President Bush has staked out a hardline position on Iraq that is out of step with even his top military advisers and leaves the United States few options, Delaware Sen. Joe Biden said in Iowa Tuesday.

“With him digging himself in (Monday), he went even beyond what I’m confident his military advisers are saying, that under no circumstances are we going to leave,” Biden said.

Biden’s comments came as he opened his latest swing through Iowa in Cedar Rapids, where he campaigned for congressional candidate Dave Loebsack.

Biden said he had traveled to war torn Iraq this summer. During the trip, he said, he spoke with a string of key military leaders, a trip that has helped lead him to a different view of the conflict.

“We’ve talked to every other commander and they are saying ‘Look we’re becoming part of the problem,'” Biden said. “They said we should be drawing down our troop numbers by September.”

Biden argued that Bush’s stance is so rigid it will be difficult for him to change — and that it will lock the United States into a deadly war for the foreseeable future.

“He doesn’t have much of a theory but he’s got a lot of opinions and he holds to them very firmly,” Biden said.

Biden has made it clear he is seeking the Democratic presidential nomination in 2008. To boost that effort, and make up ground on other aspirants who have already laid ground work, Biden has planned to spend much of August in Iowa, where precinct caucuses are expected to launch the presidential nominating season.

Biden said he was spending much of his time campaigning for Democratic congressional candidates because it was critical Democrats took back at least one chamber of Congress.

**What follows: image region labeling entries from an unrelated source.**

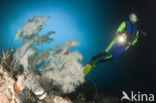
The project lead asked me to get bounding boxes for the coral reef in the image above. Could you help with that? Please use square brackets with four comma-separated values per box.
[0, 16, 84, 103]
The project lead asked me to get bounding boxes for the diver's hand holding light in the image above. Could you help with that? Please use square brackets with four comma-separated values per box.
[118, 33, 127, 43]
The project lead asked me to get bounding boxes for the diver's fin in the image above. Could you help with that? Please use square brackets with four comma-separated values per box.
[83, 64, 96, 75]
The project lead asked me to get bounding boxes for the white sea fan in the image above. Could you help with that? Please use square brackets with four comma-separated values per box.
[0, 65, 20, 103]
[14, 16, 84, 93]
[41, 41, 85, 93]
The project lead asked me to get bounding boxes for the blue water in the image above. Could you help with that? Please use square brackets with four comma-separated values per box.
[0, 0, 140, 92]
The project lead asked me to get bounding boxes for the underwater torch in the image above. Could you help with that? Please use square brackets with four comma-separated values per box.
[118, 33, 127, 43]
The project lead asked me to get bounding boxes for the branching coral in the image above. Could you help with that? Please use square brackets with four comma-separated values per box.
[14, 16, 84, 93]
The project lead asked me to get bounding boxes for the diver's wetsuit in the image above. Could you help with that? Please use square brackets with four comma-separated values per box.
[90, 21, 139, 66]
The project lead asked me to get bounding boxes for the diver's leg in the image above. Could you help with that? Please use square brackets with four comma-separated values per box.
[95, 55, 114, 66]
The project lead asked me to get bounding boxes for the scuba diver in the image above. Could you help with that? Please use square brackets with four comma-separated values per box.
[83, 13, 139, 75]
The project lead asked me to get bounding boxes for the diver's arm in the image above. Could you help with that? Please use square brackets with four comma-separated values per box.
[116, 21, 126, 35]
[132, 30, 139, 45]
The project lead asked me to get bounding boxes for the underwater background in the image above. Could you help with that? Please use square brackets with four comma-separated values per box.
[0, 0, 156, 94]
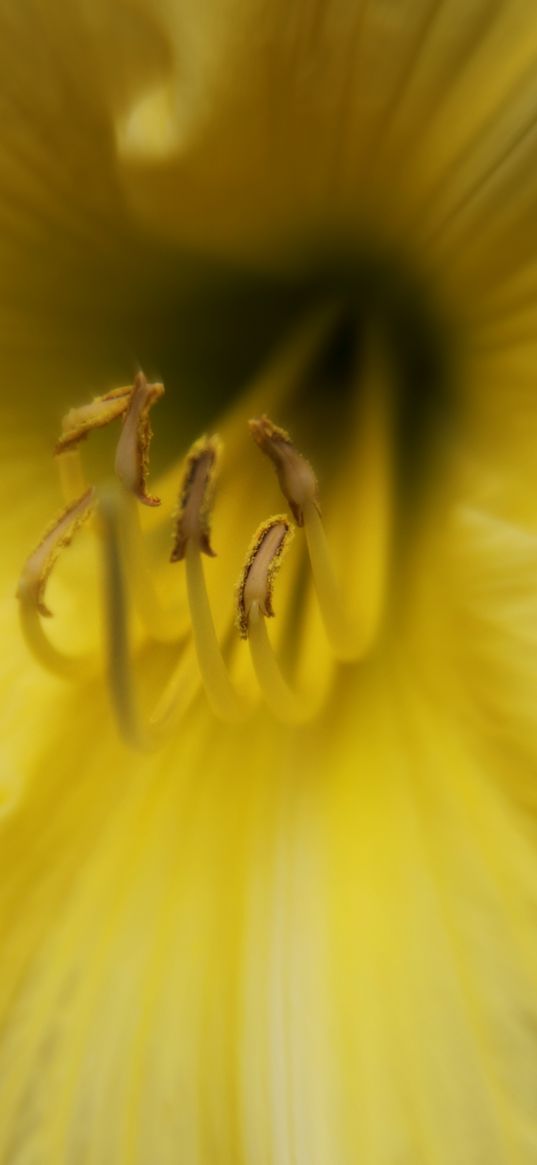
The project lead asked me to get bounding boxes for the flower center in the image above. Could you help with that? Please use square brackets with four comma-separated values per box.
[17, 284, 451, 747]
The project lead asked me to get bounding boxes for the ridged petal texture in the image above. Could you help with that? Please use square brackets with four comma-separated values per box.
[0, 0, 537, 1165]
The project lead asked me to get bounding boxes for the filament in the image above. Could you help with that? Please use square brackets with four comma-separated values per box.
[99, 492, 149, 748]
[248, 602, 316, 725]
[181, 538, 247, 723]
[19, 596, 92, 679]
[99, 489, 199, 751]
[122, 489, 177, 643]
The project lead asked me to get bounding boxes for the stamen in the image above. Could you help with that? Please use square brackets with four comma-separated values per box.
[181, 541, 248, 723]
[236, 515, 315, 723]
[171, 437, 247, 722]
[236, 514, 294, 640]
[249, 398, 390, 661]
[99, 490, 150, 749]
[249, 415, 319, 525]
[55, 384, 133, 453]
[99, 488, 199, 751]
[170, 437, 220, 563]
[122, 490, 177, 643]
[115, 372, 164, 506]
[16, 489, 96, 677]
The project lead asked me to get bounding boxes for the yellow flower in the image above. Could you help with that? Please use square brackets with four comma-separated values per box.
[0, 0, 537, 1165]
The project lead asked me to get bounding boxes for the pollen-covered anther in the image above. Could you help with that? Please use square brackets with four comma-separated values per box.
[249, 415, 319, 525]
[236, 514, 294, 640]
[16, 488, 96, 616]
[170, 437, 220, 563]
[55, 384, 133, 454]
[115, 372, 164, 506]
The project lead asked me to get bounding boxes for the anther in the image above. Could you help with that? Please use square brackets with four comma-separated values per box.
[171, 437, 247, 722]
[236, 515, 316, 723]
[236, 514, 292, 640]
[16, 489, 96, 677]
[115, 372, 164, 506]
[55, 384, 133, 454]
[249, 407, 387, 661]
[249, 415, 319, 525]
[170, 437, 220, 563]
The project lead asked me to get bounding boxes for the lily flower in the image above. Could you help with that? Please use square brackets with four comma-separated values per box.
[0, 0, 537, 1165]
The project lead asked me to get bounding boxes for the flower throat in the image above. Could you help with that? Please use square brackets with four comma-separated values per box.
[17, 305, 442, 748]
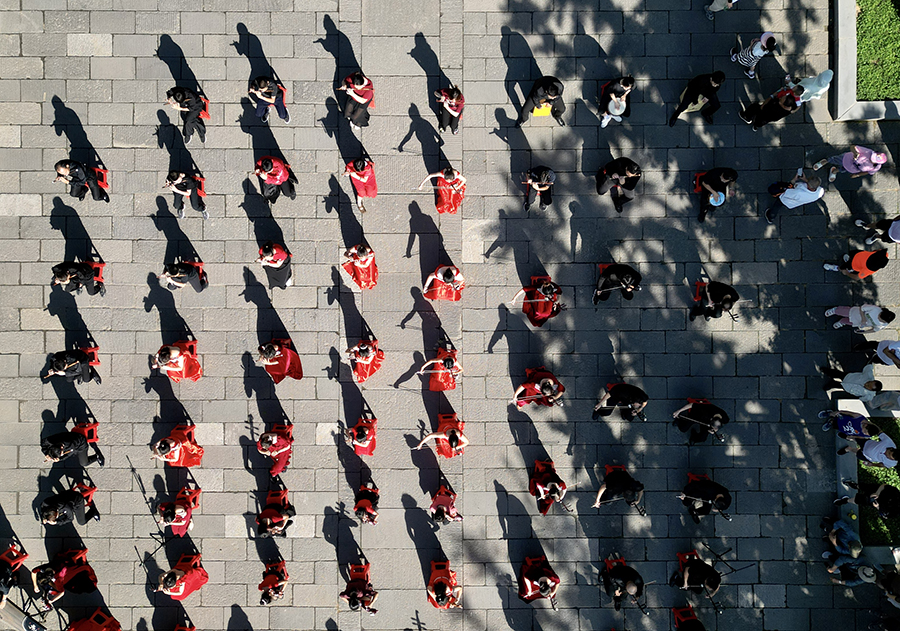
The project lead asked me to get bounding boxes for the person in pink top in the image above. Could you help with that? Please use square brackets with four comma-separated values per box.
[813, 146, 887, 182]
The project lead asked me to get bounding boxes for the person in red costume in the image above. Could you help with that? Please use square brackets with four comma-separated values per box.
[428, 484, 462, 524]
[256, 241, 294, 289]
[419, 167, 466, 215]
[256, 425, 294, 476]
[257, 340, 303, 383]
[510, 276, 566, 326]
[416, 347, 463, 392]
[353, 482, 378, 526]
[259, 561, 291, 607]
[519, 555, 559, 611]
[344, 340, 384, 383]
[150, 340, 203, 383]
[509, 366, 566, 407]
[150, 425, 203, 467]
[253, 156, 297, 204]
[428, 561, 462, 609]
[347, 418, 378, 456]
[528, 460, 566, 515]
[156, 554, 209, 600]
[416, 414, 469, 458]
[422, 265, 466, 302]
[341, 243, 378, 289]
[344, 158, 378, 213]
[338, 70, 375, 129]
[31, 550, 97, 611]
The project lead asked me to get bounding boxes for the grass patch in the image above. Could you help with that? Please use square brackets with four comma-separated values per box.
[857, 418, 900, 546]
[856, 0, 900, 101]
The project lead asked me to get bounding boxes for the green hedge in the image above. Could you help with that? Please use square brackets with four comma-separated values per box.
[856, 0, 900, 101]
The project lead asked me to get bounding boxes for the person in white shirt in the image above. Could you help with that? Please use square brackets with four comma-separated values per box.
[765, 168, 825, 224]
[825, 305, 897, 333]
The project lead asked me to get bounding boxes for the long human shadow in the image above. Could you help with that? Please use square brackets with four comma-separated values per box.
[240, 267, 290, 344]
[144, 272, 191, 346]
[156, 35, 205, 96]
[313, 13, 361, 92]
[231, 22, 275, 85]
[50, 94, 105, 168]
[153, 109, 203, 177]
[47, 285, 96, 350]
[409, 32, 453, 122]
[235, 96, 289, 164]
[397, 103, 450, 174]
[150, 195, 203, 265]
[400, 494, 446, 585]
[500, 26, 541, 113]
[324, 175, 368, 248]
[322, 502, 365, 580]
[240, 178, 285, 246]
[405, 202, 453, 286]
[241, 351, 291, 427]
[50, 197, 103, 262]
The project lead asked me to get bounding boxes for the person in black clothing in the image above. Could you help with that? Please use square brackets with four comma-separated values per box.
[516, 76, 566, 127]
[41, 432, 106, 467]
[166, 86, 206, 145]
[522, 166, 556, 210]
[247, 77, 291, 123]
[38, 489, 100, 526]
[669, 557, 722, 598]
[597, 158, 641, 213]
[592, 263, 642, 304]
[53, 160, 109, 204]
[679, 477, 731, 524]
[157, 263, 209, 293]
[697, 167, 737, 223]
[600, 563, 644, 611]
[669, 70, 725, 127]
[672, 399, 731, 445]
[165, 171, 209, 219]
[688, 281, 741, 322]
[834, 480, 900, 519]
[592, 383, 650, 421]
[593, 469, 644, 508]
[47, 348, 102, 385]
[50, 261, 106, 296]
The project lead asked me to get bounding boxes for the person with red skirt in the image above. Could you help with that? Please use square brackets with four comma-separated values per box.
[428, 484, 462, 524]
[347, 418, 378, 456]
[510, 366, 566, 407]
[422, 265, 466, 302]
[519, 555, 559, 611]
[353, 482, 378, 526]
[257, 339, 303, 384]
[253, 156, 297, 204]
[256, 425, 294, 476]
[510, 276, 566, 326]
[415, 414, 469, 458]
[344, 158, 378, 213]
[528, 460, 566, 515]
[338, 70, 375, 129]
[419, 167, 466, 215]
[428, 561, 462, 609]
[416, 347, 463, 392]
[344, 340, 384, 383]
[156, 554, 209, 600]
[256, 241, 294, 289]
[150, 425, 203, 467]
[259, 561, 291, 607]
[341, 243, 378, 289]
[150, 340, 203, 383]
[31, 550, 97, 611]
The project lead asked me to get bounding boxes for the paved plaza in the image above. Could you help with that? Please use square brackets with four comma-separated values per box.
[0, 0, 900, 631]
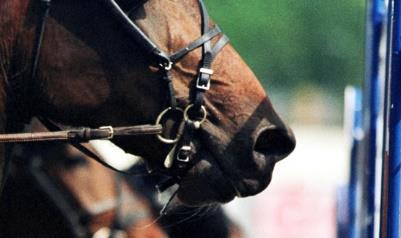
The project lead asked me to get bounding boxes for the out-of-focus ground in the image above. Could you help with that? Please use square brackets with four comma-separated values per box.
[222, 124, 349, 238]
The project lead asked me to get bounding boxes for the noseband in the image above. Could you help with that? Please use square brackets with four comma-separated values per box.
[5, 0, 229, 190]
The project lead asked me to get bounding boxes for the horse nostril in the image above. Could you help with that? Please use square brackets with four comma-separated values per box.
[254, 128, 295, 159]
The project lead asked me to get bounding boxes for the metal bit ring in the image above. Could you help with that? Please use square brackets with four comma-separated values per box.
[184, 104, 207, 129]
[156, 107, 183, 144]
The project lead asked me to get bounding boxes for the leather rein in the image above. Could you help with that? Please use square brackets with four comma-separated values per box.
[7, 0, 229, 191]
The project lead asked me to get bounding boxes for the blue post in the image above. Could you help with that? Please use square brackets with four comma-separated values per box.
[380, 0, 401, 238]
[337, 87, 364, 238]
[360, 0, 385, 238]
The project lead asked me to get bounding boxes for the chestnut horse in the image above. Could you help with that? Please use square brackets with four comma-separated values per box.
[0, 0, 295, 205]
[0, 139, 242, 238]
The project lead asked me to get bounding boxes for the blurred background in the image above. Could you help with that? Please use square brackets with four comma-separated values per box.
[206, 0, 365, 238]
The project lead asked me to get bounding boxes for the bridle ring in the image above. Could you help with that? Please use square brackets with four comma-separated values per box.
[184, 104, 207, 129]
[156, 107, 183, 144]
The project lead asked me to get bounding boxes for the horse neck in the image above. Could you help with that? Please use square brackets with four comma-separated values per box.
[0, 0, 36, 127]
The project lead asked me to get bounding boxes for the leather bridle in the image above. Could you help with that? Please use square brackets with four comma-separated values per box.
[6, 0, 229, 190]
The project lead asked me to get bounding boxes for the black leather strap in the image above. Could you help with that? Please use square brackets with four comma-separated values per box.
[170, 26, 221, 62]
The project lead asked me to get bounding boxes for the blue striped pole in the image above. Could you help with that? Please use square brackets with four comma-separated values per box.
[361, 0, 385, 238]
[380, 0, 401, 238]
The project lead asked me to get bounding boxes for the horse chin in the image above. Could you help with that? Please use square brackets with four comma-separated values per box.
[178, 151, 237, 206]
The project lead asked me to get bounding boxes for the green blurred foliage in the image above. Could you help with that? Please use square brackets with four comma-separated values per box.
[206, 0, 365, 96]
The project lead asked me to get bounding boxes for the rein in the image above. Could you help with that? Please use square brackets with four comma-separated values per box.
[7, 0, 229, 194]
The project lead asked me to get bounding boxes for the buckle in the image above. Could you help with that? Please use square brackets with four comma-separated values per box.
[99, 126, 114, 140]
[196, 68, 214, 90]
[177, 145, 192, 163]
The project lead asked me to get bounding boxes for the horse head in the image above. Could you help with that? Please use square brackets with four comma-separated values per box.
[0, 0, 295, 205]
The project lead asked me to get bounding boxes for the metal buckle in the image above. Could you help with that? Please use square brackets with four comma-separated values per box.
[99, 126, 114, 140]
[159, 61, 174, 71]
[196, 68, 214, 90]
[177, 145, 192, 163]
[184, 104, 207, 129]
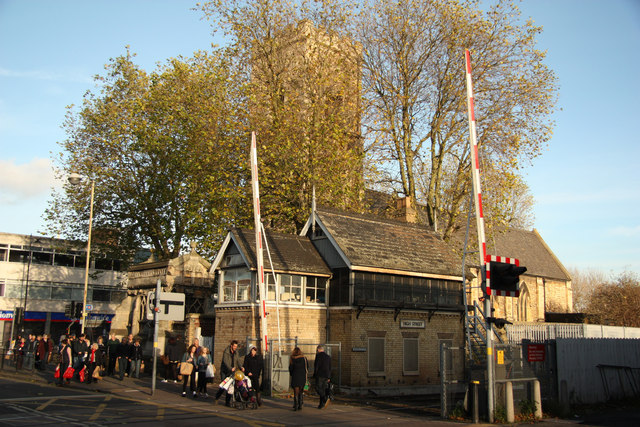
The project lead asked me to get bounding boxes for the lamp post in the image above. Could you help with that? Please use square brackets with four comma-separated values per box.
[69, 173, 96, 334]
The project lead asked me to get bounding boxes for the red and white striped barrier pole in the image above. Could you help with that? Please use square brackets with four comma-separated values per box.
[464, 49, 494, 423]
[465, 49, 484, 274]
[251, 132, 269, 355]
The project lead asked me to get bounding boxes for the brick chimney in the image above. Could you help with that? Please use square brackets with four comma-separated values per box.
[396, 197, 418, 224]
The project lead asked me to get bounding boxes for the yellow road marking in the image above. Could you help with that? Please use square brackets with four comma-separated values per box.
[36, 399, 58, 411]
[89, 403, 107, 421]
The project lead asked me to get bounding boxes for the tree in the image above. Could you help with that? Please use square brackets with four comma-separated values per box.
[202, 0, 363, 232]
[587, 272, 640, 328]
[47, 50, 250, 258]
[355, 0, 557, 239]
[568, 268, 608, 313]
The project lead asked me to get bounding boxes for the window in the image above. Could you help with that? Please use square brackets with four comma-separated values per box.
[92, 289, 111, 302]
[222, 268, 251, 302]
[51, 286, 72, 301]
[53, 254, 73, 267]
[305, 276, 327, 304]
[367, 337, 384, 375]
[402, 338, 419, 375]
[94, 258, 113, 270]
[264, 273, 277, 301]
[9, 249, 29, 262]
[28, 285, 51, 299]
[280, 274, 302, 302]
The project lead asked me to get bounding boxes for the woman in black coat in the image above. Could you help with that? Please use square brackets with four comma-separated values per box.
[242, 347, 264, 406]
[289, 347, 309, 411]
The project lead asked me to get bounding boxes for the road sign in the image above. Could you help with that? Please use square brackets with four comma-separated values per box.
[147, 292, 185, 322]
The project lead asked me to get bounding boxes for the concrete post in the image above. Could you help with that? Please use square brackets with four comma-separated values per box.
[504, 381, 516, 423]
[533, 380, 542, 420]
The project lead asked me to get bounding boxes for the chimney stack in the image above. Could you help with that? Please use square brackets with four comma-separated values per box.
[396, 197, 418, 224]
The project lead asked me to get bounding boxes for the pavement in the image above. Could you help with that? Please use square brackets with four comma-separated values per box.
[0, 365, 640, 427]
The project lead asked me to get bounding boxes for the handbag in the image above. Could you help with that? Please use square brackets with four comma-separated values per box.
[206, 363, 216, 378]
[180, 362, 193, 375]
[62, 366, 76, 380]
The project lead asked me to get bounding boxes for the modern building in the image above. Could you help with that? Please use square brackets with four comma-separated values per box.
[0, 233, 126, 344]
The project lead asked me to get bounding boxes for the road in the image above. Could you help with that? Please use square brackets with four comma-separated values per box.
[5, 369, 640, 427]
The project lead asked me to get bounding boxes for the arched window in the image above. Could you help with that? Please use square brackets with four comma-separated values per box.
[517, 282, 529, 322]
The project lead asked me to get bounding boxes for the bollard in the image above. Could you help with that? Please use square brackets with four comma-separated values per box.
[472, 381, 480, 424]
[533, 380, 542, 420]
[504, 381, 516, 423]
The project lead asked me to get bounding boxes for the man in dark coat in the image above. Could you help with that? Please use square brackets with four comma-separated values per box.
[38, 334, 53, 371]
[242, 346, 264, 406]
[216, 340, 242, 406]
[313, 345, 331, 409]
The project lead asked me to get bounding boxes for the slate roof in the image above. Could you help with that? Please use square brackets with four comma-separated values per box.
[316, 208, 462, 277]
[487, 229, 571, 281]
[231, 228, 331, 277]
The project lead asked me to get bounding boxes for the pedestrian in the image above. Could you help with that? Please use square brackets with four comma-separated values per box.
[85, 343, 104, 384]
[162, 337, 184, 383]
[24, 334, 38, 371]
[129, 338, 142, 378]
[216, 340, 242, 406]
[116, 337, 129, 381]
[73, 334, 89, 379]
[197, 347, 211, 397]
[242, 346, 264, 406]
[38, 334, 53, 371]
[124, 334, 133, 375]
[180, 345, 197, 399]
[289, 347, 309, 411]
[97, 335, 107, 370]
[57, 338, 73, 387]
[13, 336, 27, 369]
[313, 345, 331, 409]
[107, 333, 120, 376]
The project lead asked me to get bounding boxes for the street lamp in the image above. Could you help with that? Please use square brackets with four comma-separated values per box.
[68, 173, 96, 334]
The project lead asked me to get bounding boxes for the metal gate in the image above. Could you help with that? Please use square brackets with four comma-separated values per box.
[440, 342, 467, 418]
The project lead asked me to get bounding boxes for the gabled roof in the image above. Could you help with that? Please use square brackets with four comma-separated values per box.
[212, 228, 331, 277]
[302, 208, 462, 278]
[487, 229, 571, 281]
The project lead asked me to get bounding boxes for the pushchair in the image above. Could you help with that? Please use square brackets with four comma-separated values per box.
[233, 371, 258, 409]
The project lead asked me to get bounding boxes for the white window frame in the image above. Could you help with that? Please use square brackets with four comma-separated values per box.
[402, 338, 420, 375]
[220, 268, 252, 303]
[367, 337, 386, 376]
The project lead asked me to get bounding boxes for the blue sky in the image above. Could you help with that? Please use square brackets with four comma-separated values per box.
[0, 0, 640, 273]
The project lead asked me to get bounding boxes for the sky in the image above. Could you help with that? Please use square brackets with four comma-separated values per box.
[0, 0, 640, 275]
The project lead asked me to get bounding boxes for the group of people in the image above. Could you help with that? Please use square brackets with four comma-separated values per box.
[13, 334, 53, 371]
[289, 345, 331, 411]
[58, 334, 143, 385]
[171, 340, 331, 411]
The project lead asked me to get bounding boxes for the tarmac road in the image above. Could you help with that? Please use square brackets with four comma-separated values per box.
[0, 367, 640, 427]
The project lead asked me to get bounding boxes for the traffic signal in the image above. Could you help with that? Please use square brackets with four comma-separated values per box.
[64, 302, 75, 319]
[73, 302, 82, 319]
[487, 317, 513, 329]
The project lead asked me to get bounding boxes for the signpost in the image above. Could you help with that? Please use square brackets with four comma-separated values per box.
[147, 279, 185, 395]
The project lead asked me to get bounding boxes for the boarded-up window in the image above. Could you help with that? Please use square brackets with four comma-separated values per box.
[402, 338, 419, 375]
[368, 337, 384, 375]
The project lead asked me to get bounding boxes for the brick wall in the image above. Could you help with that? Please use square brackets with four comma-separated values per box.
[329, 310, 464, 387]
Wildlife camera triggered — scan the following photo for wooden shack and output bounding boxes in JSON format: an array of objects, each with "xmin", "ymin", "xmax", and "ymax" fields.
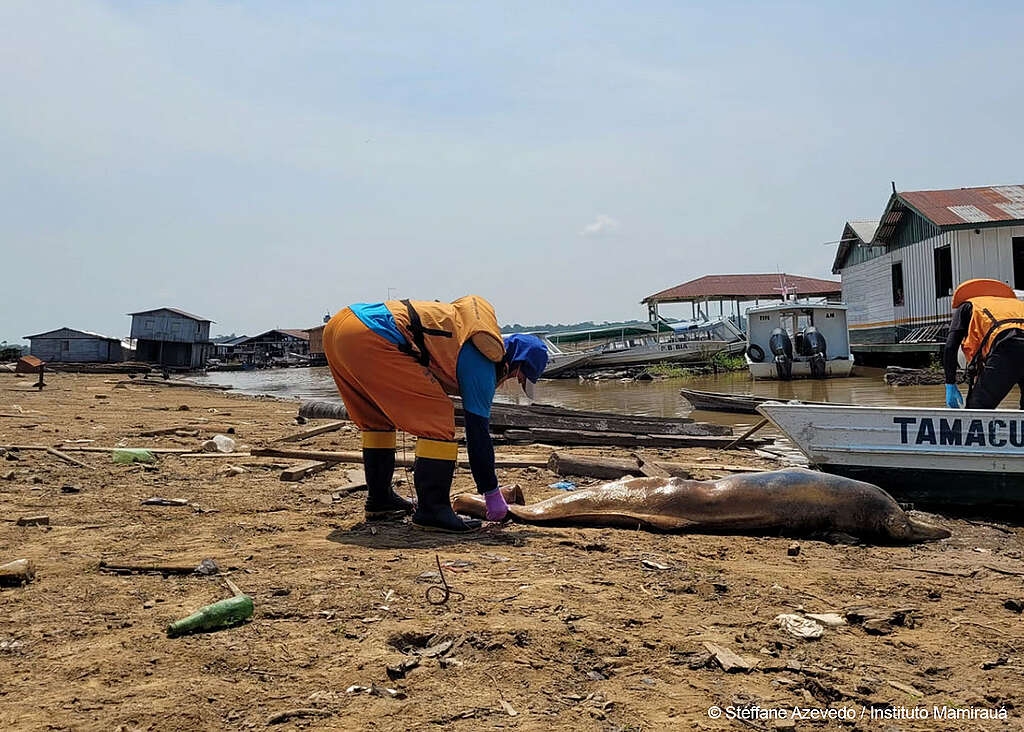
[
  {"xmin": 25, "ymin": 328, "xmax": 124, "ymax": 363},
  {"xmin": 833, "ymin": 185, "xmax": 1024, "ymax": 351},
  {"xmin": 306, "ymin": 324, "xmax": 327, "ymax": 361},
  {"xmin": 128, "ymin": 307, "xmax": 213, "ymax": 370},
  {"xmin": 233, "ymin": 328, "xmax": 309, "ymax": 365}
]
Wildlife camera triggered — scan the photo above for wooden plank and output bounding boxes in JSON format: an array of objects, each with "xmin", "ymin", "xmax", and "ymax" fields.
[
  {"xmin": 505, "ymin": 427, "xmax": 763, "ymax": 448},
  {"xmin": 138, "ymin": 422, "xmax": 237, "ymax": 437},
  {"xmin": 281, "ymin": 460, "xmax": 336, "ymax": 483},
  {"xmin": 548, "ymin": 451, "xmax": 761, "ymax": 480},
  {"xmin": 250, "ymin": 447, "xmax": 548, "ymax": 468},
  {"xmin": 723, "ymin": 417, "xmax": 768, "ymax": 449},
  {"xmin": 273, "ymin": 422, "xmax": 345, "ymax": 442},
  {"xmin": 46, "ymin": 447, "xmax": 93, "ymax": 470}
]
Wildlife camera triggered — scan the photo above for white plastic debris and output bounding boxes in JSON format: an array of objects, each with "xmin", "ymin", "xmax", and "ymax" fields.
[
  {"xmin": 807, "ymin": 612, "xmax": 846, "ymax": 628},
  {"xmin": 213, "ymin": 435, "xmax": 234, "ymax": 453},
  {"xmin": 775, "ymin": 614, "xmax": 825, "ymax": 640}
]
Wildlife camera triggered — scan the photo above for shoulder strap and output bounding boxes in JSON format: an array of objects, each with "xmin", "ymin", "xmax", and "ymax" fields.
[
  {"xmin": 398, "ymin": 300, "xmax": 452, "ymax": 367},
  {"xmin": 970, "ymin": 307, "xmax": 1024, "ymax": 365}
]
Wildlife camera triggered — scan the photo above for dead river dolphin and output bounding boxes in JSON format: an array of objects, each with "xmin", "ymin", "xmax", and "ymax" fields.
[{"xmin": 453, "ymin": 468, "xmax": 949, "ymax": 544}]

“The message is the importance of electing a Democratic Congress, because this guy (Bush) has got two more years and can really screw things up,” Biden said. “It’s gigantic.”

Tuesday’s event benefited Loebsack, a Cornell College professor and longtime Democratic activist, who is running against incumbent Republican Rep. Jim Leach in Iowa’s 2nd Congressional District.

Loebsack, who is an underdog in his race, has been the beneficiary of visits from several Democratic presidential hopefuls, including Biden, Wisconsin Sen. Russ Feingold (news, bio, voting record), Indiana Sen. Evan Bayh (news, bio, voting record), and former North Carolina Sen. John Edwards.

Their support is priceless, Loebsack said.

“It rallies the base, they love to come to events like this,” he said.